The Friends of the Earth, a charity, has recently identified 31 cities in the UK exceeding the level of PM2.5, resulting in 40,000 premature deaths annually aggravated by air pollution. Two years ago, a friend showed me his electric powered car and lauded its performance and ‘clean fuel’ etc. He then asked me why I owned a diesel powered car rather than an electric rechargeable one like himself. My immediate response slightly surprised him. I pointed out that I did not own a garage in which to recharge such a car safely and I bluntly asked him whether he knew how electricity was generated. I hastened to add, that when all the UK’s electricity was generated by nuclear, solar, wind, tidal and hydro power and all thermal coal, gas and oil electricity generating stations no longer existed then I would change my car. Suffice it to say his jaw dropped.

Road ahead

Regrettably only eight of the 47 African counties collect data on atmospheric pollution relating to particulate matter. This is inevitable as most of these counties priorities and immediate concerns are directed specifically to improving safe water supplies, increasing food supplies, improving health and eradicating transmitted diseases – the latter from insects, snails and humans. Seasonal burning of trees, to clear land for agriculture creates massive volumes of acrid smoke in Central and West African states. Drought, Saharan dust storms and locusts also present their own problems.

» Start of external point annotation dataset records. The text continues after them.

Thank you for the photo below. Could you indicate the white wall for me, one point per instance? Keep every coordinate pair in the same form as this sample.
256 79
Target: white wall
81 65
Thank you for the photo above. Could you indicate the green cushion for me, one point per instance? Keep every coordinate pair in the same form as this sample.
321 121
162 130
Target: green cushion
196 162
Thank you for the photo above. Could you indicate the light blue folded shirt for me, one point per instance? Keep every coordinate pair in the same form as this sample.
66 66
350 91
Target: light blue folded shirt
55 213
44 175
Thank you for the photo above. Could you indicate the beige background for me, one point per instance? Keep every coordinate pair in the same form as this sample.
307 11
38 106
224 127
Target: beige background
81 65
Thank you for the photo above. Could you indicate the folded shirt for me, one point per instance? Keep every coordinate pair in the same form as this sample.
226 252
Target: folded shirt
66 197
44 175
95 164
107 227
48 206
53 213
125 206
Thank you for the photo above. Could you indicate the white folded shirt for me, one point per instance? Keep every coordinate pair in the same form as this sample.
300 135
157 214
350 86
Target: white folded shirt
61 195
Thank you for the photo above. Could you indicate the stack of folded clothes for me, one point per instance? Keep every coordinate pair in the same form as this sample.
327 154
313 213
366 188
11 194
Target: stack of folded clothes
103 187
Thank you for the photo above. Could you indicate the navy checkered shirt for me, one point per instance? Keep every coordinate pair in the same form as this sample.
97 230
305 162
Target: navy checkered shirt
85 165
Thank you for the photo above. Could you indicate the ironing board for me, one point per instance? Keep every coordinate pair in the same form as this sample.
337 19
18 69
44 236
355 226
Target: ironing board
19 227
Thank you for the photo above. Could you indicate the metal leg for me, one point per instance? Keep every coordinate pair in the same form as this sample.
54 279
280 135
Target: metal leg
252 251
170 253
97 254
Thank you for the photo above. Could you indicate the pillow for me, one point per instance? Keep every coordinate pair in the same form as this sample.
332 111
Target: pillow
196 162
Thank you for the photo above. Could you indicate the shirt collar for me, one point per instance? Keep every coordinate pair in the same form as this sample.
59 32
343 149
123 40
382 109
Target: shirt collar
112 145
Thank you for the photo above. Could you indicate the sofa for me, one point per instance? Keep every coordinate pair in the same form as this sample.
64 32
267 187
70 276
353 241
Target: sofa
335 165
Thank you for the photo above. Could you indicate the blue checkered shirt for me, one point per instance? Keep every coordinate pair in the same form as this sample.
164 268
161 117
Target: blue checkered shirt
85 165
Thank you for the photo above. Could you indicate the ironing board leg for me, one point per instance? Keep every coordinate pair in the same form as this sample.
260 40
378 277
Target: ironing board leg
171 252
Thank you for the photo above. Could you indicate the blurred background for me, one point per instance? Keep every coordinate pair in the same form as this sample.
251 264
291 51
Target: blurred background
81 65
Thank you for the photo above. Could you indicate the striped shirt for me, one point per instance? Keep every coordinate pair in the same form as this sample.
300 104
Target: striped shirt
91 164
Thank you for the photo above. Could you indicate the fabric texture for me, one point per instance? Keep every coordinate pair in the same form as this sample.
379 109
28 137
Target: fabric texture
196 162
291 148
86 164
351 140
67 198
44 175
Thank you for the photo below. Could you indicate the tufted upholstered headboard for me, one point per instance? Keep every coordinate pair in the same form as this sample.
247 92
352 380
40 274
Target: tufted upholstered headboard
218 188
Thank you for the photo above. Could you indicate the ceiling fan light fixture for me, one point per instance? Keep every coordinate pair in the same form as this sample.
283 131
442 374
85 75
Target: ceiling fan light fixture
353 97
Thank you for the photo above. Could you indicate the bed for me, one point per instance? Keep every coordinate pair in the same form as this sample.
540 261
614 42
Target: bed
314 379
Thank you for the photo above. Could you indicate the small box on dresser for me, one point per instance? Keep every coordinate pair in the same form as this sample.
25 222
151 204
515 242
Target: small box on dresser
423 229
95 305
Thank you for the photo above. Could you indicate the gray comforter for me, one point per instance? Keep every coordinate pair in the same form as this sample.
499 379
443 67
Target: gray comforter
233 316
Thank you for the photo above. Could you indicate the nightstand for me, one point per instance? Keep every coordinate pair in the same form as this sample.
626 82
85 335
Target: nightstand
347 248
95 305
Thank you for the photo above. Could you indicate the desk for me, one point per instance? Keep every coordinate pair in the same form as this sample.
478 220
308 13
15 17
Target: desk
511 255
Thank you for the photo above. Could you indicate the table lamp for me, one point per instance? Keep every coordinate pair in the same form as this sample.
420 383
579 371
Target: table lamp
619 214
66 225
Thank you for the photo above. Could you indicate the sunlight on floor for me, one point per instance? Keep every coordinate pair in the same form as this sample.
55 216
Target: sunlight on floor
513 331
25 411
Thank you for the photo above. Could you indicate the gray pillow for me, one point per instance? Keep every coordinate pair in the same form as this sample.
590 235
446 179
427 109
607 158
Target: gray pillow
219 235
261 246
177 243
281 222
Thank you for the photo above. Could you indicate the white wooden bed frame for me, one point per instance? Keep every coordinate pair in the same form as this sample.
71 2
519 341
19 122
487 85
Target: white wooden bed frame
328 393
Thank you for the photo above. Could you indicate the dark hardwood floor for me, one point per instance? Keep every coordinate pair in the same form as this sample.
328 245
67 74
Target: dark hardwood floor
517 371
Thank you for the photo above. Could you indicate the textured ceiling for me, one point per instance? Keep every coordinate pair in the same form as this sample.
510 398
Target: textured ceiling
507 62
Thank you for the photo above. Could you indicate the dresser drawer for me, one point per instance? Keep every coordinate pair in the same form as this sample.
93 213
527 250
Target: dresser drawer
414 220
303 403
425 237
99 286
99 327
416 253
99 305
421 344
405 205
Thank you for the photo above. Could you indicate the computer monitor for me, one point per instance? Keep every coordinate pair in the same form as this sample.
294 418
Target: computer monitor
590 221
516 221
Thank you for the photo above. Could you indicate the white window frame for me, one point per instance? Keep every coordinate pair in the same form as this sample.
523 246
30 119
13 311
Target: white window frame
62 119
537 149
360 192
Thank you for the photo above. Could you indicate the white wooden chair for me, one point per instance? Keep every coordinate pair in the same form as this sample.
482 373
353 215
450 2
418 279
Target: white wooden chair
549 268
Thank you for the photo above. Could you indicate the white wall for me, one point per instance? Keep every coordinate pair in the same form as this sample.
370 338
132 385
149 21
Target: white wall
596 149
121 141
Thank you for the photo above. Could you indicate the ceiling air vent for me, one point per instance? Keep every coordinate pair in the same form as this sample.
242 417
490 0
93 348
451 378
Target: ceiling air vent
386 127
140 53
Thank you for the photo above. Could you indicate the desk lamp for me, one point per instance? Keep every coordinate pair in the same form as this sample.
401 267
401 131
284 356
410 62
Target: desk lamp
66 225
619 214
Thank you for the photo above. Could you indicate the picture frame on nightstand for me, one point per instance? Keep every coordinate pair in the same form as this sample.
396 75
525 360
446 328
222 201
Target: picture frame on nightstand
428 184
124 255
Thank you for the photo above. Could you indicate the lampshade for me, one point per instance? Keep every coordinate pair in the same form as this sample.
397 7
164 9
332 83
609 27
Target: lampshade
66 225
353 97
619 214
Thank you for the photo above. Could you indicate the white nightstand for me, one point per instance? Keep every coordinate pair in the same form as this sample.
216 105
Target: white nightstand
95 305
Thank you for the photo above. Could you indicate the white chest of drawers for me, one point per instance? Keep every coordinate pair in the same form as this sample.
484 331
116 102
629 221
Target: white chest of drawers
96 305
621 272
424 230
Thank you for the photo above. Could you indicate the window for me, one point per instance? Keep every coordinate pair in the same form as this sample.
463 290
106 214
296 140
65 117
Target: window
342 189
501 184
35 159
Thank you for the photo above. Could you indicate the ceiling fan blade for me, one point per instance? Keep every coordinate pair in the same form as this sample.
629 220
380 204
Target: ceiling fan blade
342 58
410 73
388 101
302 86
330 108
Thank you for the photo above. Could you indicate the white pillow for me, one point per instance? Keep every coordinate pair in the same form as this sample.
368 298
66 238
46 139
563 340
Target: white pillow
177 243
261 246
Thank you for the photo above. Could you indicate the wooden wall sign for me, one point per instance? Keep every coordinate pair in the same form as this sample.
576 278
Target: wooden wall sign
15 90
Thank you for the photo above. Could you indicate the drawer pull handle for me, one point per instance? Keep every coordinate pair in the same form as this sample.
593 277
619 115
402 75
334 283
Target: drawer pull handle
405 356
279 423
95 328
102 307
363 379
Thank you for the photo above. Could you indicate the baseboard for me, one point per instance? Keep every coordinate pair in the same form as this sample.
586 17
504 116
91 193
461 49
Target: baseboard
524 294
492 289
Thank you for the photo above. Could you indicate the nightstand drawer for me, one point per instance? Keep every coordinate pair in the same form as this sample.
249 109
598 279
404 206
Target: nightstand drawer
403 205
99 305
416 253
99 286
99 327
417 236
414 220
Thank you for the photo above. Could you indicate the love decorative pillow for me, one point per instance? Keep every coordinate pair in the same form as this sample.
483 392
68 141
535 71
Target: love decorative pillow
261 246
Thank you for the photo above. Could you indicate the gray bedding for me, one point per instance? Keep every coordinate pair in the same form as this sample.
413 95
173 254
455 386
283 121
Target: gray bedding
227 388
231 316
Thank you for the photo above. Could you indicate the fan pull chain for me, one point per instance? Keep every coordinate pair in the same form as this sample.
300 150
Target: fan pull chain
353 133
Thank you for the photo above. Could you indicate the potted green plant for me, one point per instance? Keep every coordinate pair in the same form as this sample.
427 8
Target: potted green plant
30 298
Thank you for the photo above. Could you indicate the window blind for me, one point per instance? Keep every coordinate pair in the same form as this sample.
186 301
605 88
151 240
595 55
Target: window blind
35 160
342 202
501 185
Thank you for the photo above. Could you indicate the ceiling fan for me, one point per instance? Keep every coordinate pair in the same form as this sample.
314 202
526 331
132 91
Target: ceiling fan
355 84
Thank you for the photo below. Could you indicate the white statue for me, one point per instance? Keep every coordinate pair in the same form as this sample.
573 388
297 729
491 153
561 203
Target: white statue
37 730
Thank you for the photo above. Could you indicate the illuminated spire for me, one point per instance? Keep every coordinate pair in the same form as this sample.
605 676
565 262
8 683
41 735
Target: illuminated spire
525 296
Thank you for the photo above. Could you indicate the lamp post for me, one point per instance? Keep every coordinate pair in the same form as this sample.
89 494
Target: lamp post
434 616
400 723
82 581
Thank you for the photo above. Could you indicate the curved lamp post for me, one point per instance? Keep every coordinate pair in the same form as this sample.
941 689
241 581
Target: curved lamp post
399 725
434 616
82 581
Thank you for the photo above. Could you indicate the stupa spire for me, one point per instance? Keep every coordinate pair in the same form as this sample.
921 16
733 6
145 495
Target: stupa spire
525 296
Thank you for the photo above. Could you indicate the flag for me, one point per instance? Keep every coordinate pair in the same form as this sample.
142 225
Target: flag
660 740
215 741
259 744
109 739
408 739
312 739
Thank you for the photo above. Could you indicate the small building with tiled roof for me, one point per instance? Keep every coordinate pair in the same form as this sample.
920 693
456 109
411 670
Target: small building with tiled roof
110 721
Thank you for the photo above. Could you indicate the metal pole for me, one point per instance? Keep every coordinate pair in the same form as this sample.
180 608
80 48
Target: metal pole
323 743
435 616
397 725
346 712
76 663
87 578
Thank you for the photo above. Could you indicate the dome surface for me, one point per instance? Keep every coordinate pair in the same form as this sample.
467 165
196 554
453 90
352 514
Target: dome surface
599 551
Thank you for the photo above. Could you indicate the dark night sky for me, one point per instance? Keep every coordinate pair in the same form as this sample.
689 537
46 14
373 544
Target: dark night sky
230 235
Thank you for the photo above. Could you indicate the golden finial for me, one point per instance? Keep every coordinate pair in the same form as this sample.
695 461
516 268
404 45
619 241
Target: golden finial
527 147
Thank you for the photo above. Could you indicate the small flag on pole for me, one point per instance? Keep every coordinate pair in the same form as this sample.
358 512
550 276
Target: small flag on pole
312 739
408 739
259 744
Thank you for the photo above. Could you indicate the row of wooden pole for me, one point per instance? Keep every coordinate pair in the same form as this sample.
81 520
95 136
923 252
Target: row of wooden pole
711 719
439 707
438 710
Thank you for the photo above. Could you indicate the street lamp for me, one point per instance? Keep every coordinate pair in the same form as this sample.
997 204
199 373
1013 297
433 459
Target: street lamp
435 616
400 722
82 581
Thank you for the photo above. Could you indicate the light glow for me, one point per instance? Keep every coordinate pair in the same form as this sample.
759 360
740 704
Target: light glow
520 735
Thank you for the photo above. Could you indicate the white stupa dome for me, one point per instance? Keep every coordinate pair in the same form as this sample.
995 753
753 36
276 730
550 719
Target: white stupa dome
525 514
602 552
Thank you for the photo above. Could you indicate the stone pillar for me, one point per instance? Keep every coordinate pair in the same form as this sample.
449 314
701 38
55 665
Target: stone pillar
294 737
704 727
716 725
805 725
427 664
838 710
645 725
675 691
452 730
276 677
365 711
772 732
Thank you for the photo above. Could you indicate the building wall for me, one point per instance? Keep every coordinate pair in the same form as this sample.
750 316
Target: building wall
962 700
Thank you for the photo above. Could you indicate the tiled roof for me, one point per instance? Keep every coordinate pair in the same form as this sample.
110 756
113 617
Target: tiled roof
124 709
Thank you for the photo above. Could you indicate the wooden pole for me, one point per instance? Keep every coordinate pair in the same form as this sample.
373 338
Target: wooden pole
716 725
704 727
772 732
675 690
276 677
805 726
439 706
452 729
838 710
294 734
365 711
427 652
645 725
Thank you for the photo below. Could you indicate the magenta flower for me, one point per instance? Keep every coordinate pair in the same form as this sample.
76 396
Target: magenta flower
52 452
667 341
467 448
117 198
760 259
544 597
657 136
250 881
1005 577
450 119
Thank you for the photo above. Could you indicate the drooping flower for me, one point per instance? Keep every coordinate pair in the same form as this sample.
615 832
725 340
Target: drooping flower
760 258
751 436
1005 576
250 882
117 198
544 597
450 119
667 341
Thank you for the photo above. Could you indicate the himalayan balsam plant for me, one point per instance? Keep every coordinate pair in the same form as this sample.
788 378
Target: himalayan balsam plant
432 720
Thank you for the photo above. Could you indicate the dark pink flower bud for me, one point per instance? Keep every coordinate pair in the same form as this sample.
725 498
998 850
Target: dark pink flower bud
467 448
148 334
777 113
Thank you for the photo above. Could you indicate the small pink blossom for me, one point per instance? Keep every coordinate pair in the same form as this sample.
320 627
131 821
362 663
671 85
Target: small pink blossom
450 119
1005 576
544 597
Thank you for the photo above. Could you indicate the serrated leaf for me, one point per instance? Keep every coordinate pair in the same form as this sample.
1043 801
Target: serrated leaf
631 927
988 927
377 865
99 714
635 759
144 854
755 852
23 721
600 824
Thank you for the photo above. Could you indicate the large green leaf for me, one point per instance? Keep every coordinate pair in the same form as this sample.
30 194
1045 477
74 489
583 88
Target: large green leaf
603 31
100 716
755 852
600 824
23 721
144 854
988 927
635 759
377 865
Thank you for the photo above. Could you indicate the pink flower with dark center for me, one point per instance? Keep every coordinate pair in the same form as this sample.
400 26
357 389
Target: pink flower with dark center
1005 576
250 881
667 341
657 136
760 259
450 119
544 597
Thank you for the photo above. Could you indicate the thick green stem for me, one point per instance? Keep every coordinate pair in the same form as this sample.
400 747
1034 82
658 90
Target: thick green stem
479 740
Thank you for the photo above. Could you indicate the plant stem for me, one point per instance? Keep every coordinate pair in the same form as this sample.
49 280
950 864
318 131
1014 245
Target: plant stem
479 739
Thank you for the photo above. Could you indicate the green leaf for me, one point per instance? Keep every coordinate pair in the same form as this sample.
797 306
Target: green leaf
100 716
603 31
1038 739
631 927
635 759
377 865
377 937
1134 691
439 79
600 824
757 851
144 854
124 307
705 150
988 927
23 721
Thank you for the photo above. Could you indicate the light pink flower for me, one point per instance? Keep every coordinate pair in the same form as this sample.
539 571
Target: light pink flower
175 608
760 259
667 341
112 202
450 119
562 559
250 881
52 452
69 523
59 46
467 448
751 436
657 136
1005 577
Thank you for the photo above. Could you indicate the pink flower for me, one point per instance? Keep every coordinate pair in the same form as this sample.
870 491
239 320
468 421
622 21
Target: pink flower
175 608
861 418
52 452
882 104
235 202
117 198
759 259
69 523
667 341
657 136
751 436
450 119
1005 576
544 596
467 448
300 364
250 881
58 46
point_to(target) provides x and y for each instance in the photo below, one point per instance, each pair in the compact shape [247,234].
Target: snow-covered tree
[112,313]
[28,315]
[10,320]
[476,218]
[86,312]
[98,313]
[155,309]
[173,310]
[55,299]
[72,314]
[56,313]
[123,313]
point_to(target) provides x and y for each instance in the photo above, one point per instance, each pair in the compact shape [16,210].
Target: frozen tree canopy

An exhaust emits fumes as a car is driven through Richmond in London. – Reuters file photo

No part of our world is exempt from atmospheric pollution fallout. It should be the task of developed nations to provide the wherewithal in economic aid and technology to developing and less developed nations to combat this global problem. Collaboration across borders must be a prerequisite to manage air quality throughout the world.  After all is said and done, we all share one home – Mother Earth.